A mother in Florence, SC, was led out of her daughter’s graduation in handcuffs, for shouting “Yay! That’s my baby!” As her daughter crossed the stage. While there is always the possibility that she actually shouted more than that, I’d put money on it that she didn’t say anything out of line and that the family of the next graduating student was able to hear their kid’s name. There was tons of cheering at my high school graduation – and even my college graduation – from both parents and fellow graduates, and everyone was able to hear everyone’s name.
In Ohio, football player Anthony Cornist received cheers from family, friends, other students, other families, and even teachers. Yet, rather than receiving his diploma in the mail after graduation, he received a letter from the principal: “I will be holding your diploma in the main office due to the excessive cheering your guests displayed during the Roll Call.” The letter also demanded that Cornist or his family members do 20 hours of community service to get his diploma, to which the family said… well, take a guess what they said.
Slightly unrelated, a group of students in Tennessee are not able to get their diplomas unless they complete community service also. What did they do? Well, they (and their families) sat quietly during graduation, but their caps were decorated. The school forbid it, but one student said, “We’re going to decorate our caps anyway because we paid for them.” And why not? Who are decorated caps hurting?
The comments on this news story sum everything up completely. Commenter Tashibelle says, “In almost every graduating class there is at least one kid graduating who doesn’t have anyone there to support or cheer for them – could be a foster kid or a kid with parents who just don’t care, etc. There is nothing wrong with feeling proud of your kid, but there is something wrong with not respecting all the kids and the other parents. Sadly, too many parents think only of themselves and their own kids, not the others, and they raise their kids to think the same way.”
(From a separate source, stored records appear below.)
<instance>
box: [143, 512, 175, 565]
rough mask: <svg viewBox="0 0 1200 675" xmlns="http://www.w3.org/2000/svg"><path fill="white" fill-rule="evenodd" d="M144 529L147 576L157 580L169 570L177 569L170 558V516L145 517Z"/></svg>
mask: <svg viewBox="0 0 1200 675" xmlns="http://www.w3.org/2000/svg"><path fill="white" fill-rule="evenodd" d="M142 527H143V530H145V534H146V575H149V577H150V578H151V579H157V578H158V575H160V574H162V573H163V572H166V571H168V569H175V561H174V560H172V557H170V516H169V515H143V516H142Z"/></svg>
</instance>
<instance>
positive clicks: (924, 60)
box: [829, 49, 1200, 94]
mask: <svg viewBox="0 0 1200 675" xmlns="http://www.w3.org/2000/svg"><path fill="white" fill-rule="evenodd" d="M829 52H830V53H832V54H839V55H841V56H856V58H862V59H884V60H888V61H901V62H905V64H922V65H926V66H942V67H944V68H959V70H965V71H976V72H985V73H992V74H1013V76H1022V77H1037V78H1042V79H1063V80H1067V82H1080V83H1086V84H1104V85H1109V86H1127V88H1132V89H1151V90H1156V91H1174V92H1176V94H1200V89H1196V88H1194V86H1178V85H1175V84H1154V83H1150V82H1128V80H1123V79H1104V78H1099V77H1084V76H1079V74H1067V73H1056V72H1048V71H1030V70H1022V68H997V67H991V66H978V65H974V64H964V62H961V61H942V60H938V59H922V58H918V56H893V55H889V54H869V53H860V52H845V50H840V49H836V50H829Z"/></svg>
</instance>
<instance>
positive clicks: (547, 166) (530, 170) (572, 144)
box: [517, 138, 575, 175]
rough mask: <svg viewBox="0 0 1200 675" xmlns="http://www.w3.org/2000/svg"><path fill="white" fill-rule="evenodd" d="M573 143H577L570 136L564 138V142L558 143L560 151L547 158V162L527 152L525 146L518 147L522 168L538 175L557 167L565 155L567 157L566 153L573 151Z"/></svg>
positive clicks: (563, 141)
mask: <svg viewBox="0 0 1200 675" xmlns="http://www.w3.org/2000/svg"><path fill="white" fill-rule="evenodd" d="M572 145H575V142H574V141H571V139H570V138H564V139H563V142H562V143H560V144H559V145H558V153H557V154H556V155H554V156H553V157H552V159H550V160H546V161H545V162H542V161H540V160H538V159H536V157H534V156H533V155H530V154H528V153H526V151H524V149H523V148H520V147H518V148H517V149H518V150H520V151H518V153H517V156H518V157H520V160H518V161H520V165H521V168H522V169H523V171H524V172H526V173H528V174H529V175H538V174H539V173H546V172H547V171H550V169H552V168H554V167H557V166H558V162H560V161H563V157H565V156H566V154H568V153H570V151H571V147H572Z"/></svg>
Um, hold up Tashibelle. Let’s take your exact line, “There is nothing wrong with feeling proud of your kid.” Parents do not have the responsibility to bolster some other kid. At the risk of sounding harsh, that one kid who has no one to support them has probably never had someone there to cheer them on, so graduation should be no different. For some of these students, the fact that they made it to graduation is a big deal, and there is nothing wrong with feeling proud of your kid.
The fact of the matter is, this is the “everyone gets a trophy” generation. School administration feel that some students feel left out because no one cheers for them, so they feel that the other kids shouldn’t be singled out for accomplishments. It takes a few moments for each student to make it across the stage, that gives their friends and family time to be excited. As long as no one is shouting anything innappropriate and they quiet down in time for the next student’s name to be called, what is the problem?